An aspiring Machine Learning and Data Scientist, I am currently studying an Advanced Computer Science: Artificial Intelligence MSc at The University of Manchester and then a looking for a graduate job in Manchester or London at small Startup or fast-moving companies.
I aspire to work on complicated problems, where I can develop my innovative, user-oriented problem-solving skills to help create smart solutions.
May 2020 - July 2020
I worked in the Materials Innovation Factory (MIF), a world-leading research facility, with Unilever on their dedicated floor in the building, in the team responsible for automation and standardisation of the laboratory robots, equipment and data pipelines. Through the Unilever’s in house data entry systems, I worked processing the data that the laboratory equipment produces. Developing my Python skills as I wrote scripts to process outputs from the robots used across MIF, to simplify the regular generation of visualisations that provide at a glance, up to date details of critical metrics. Through communication with colleagues with a chemistry background, to understand what goes into making Unilever products, I was able to extract the questions that they would like visualisations of the data to help them answer. I worked with Power BI to develop a variety of models and visualisation of Unilever and Competitor products to provide insight into the direction for further research and development.
November 2019 - May 2020
Responsible for working with managing updates and replacements of next-generation technologies on computers running essential laboratory and automation equipment throughout the Materials Innovation Factory (MIF). Worked with colleagues across the MIF to make sure vital data was not lost and that downtime, while improvements were made, was limited to the bare minimum.
June 2014 - August 2019
I spent my summer studying Deep Learning with the guidance of my research project supervisor. I built, tested and trained Machine Learning models, gaining an understanding of Deep Learning, Neural Networks theory and fluency in Python. My research was focused on Graph Neural Networks, a novel form of Artificial Intelligence that focuses on developing and understanding algorithms that will work with Non-Euclidian data such as social networks, sensor networks and point clouds. I implemented cutting edge models by reviewing leading current academic research on GNNs required to work with Non-Euclidian data. I gained familiarity with Pandas and other python data science packages, as well as a deep understanding of PyTorch as I worked to understand the implementation of the PyTorch Geometric extension library. I continued this project in my final year of university, working specifically point clouds that have the potential to provide improved performance over current standard Euclidian data-based computer vison. I have also built a working knowledge Linux systems using bash and Slurm Workload Manager on the universities High-Performance Computing cluster.
2020 - 2021
The University of Manchester
With either Excel or Python with Pandas and Seaborn I am able to quickly clean and extract relevant section of data to compose complex visualisations. Proficient in feeding this pre-proccessed data to various analytic solutions to extract actionable insights.
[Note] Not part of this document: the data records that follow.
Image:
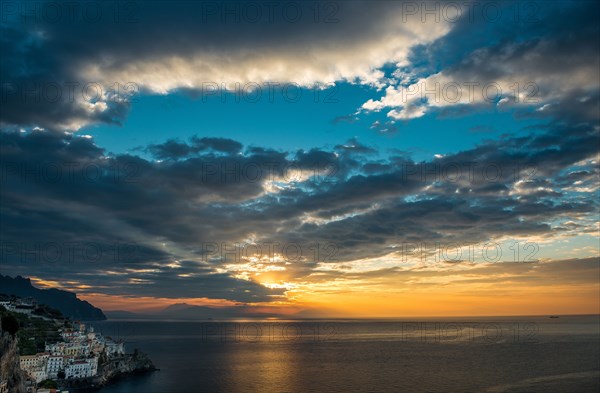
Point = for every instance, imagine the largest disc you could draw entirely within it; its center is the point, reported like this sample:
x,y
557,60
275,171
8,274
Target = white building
x,y
35,365
55,364
82,368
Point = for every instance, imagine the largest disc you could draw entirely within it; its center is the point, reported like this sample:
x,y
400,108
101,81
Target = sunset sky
x,y
310,159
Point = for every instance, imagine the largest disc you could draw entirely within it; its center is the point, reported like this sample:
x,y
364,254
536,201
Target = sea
x,y
485,354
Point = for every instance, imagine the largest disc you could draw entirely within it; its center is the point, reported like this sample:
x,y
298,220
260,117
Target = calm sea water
x,y
522,354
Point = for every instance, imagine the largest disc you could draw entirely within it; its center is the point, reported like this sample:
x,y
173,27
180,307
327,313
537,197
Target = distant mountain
x,y
66,302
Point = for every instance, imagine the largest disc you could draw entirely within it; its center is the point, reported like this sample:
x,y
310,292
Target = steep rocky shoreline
x,y
112,370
Developing a strong understanding of the problems organisations face with data life cycle management. Capable of efficiently modelling using a variety of different core data models — SQL, semi-structured and graph — challenging domain data.
2017 - 2020
The University of Liverpool
Improved computer vision performance on point cloud datasets by developing novel Graph Neural Network (GNN) models.
I used the High-Performance Computing facilities of the university via, Remote SSH to the Linux terminal; I ran scripts to train and test ML models on Alces Flight and Slurm Workload Manager.